A Basic Guide to DVD Burners
To start with, what are they? Well, DVD burners re-write the reflective inner-layer of a disc that is patterned to represent data, from one DVD onto another, using micro-lasers to detect the marks. In other words, they are copiers of DVDs. In some circumstances using DVD burners can be illegal – so always carefully read the terms and conditions.
To put this into perspective, DVD players can play discs and they do this by reading the encoded information on the disc. A DVD burner, which connects to your computer, can play but also create DVDs, by copying – or burning – the information on the DVD from your computer loading tray onto your computer’s hard-drive. The information can then be transmitted back from your hard-drive to a blank DVD at a later date using the same method of ‘writing’; a laser.
You might now be wondering what all those confusing letters and different jargons are labelled on the blank DVDs. Some of the labels may have names such as: CD-ROMs, CD-R, DVD+RW, or DVD-RAM. There are many types of disc (due to a schism in the industry when the technology was first developed) and each burner can usually only burn and play a few types.
The most general and simple DVD burners can accept and copy CD-ROMs, which includes store bought music, DVD-videos and most computer games. DVD burners can also copy onto CD-R and DVD-R discs (the ‘R’ stands for recordable, and are the modern age equivalent to blank videos). They may not accept rewritable discs and you will only be permitted to record a singular time on these types of discs.
All rewritable discs can be burnt and re-wrote and burnt again up to approximately one thousand times. Rewritable discs are signified by their -RW ending, hence – you might have guessed it; a rewritable CD is referred to as a CD-RW. A rewritable DVD can come in a few formats, however, DVD+RW, DVD-RW and DVD-RAM.

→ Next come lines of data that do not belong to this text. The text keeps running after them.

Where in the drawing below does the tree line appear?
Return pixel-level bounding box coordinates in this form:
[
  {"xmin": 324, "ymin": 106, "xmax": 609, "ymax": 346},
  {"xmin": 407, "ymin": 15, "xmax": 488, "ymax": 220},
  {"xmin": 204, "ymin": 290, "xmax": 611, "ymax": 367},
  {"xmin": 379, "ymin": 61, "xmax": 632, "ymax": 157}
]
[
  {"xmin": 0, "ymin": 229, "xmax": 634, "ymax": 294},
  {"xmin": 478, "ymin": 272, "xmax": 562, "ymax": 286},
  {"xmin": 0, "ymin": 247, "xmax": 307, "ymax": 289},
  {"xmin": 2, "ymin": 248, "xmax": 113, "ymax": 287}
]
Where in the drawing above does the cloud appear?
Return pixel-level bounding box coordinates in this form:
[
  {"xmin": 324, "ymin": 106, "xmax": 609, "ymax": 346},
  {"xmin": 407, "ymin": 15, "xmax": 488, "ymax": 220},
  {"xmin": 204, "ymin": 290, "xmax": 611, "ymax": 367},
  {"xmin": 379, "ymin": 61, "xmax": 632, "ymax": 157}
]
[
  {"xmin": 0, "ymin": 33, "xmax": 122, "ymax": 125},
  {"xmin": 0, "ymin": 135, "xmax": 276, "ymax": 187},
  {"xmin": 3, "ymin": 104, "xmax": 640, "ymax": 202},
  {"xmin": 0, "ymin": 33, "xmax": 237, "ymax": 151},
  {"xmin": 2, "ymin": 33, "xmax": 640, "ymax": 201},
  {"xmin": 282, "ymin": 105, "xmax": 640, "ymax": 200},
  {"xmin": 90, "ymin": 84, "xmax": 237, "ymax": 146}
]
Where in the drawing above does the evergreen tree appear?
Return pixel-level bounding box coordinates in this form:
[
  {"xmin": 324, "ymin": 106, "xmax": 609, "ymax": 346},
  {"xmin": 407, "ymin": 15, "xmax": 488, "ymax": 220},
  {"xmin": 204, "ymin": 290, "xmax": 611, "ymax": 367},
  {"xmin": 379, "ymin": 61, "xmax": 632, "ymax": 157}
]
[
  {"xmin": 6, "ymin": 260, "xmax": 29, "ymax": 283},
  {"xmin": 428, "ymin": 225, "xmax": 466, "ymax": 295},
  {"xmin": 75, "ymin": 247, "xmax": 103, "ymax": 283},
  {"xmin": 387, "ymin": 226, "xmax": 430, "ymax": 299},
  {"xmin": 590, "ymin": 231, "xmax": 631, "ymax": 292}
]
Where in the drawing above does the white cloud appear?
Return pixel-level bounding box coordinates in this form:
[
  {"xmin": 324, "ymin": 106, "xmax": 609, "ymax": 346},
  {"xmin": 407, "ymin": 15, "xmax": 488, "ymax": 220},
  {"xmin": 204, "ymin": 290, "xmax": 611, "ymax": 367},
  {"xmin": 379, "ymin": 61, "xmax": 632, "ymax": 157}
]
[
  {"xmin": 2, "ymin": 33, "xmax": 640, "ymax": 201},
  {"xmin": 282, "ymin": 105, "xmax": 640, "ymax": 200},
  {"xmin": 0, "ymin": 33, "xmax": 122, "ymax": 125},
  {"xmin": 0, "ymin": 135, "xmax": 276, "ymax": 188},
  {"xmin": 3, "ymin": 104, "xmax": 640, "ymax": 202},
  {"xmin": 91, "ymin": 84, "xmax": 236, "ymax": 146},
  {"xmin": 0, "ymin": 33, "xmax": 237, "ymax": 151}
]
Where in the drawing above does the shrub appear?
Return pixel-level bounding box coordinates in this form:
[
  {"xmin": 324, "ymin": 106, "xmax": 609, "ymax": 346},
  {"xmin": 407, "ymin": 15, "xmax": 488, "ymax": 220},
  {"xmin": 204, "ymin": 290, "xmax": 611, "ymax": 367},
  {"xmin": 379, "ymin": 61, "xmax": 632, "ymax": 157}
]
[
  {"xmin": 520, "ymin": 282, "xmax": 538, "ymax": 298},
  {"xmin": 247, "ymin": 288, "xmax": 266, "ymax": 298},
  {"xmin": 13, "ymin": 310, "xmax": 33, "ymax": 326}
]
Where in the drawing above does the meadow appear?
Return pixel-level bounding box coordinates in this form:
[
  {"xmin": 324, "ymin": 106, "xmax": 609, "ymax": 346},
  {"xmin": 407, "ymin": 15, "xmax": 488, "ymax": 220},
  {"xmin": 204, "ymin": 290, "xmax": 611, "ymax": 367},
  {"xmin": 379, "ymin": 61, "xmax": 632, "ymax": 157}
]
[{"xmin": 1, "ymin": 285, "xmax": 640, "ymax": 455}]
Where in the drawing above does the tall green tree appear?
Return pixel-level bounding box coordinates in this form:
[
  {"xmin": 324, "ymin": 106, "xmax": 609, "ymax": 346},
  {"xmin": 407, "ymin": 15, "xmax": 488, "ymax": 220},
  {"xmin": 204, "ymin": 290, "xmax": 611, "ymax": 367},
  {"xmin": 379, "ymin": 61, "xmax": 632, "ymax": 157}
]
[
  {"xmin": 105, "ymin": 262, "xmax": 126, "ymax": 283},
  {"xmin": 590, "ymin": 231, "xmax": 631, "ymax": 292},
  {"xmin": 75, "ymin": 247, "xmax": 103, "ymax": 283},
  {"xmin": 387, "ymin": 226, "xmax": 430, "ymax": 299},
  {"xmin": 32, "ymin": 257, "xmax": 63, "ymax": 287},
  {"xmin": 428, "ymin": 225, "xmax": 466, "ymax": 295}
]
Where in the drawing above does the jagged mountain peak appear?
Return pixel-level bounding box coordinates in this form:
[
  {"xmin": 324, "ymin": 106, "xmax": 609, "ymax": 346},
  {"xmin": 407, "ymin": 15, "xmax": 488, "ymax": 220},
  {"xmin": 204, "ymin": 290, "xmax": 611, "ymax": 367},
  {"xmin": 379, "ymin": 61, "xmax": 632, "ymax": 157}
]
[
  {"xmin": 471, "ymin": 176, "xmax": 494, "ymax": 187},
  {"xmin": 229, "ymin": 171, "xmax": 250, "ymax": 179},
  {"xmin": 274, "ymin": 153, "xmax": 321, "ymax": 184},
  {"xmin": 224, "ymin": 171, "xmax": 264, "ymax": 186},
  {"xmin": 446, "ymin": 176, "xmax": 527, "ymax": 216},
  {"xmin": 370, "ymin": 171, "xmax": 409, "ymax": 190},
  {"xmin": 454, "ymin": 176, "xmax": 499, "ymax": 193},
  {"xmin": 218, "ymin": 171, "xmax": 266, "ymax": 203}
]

The next industry jargon you may need to get your head around is the spec guide – roughly meaning speed measurement. DVD spec measurements are presented as y/x/z – for example, 4X/2X/12X (the ‘X’ means ‘times’, the 1X is a 700KB transfer rate). The first figure is the speed the burner can write at the second figure is its rewrite speed and the third figure is its read speed. These figures will help you analyze how well the DVD burner works and also be an indicator to how much the product is really worth.
Hopefully, this information will assist you when you go purchase your DVD burner or help you work the burner that is already installed on your computer. Most burners will come with a set of instructions that will additionally aid you in knowing which type of blank discs to buy and how to operate the burner.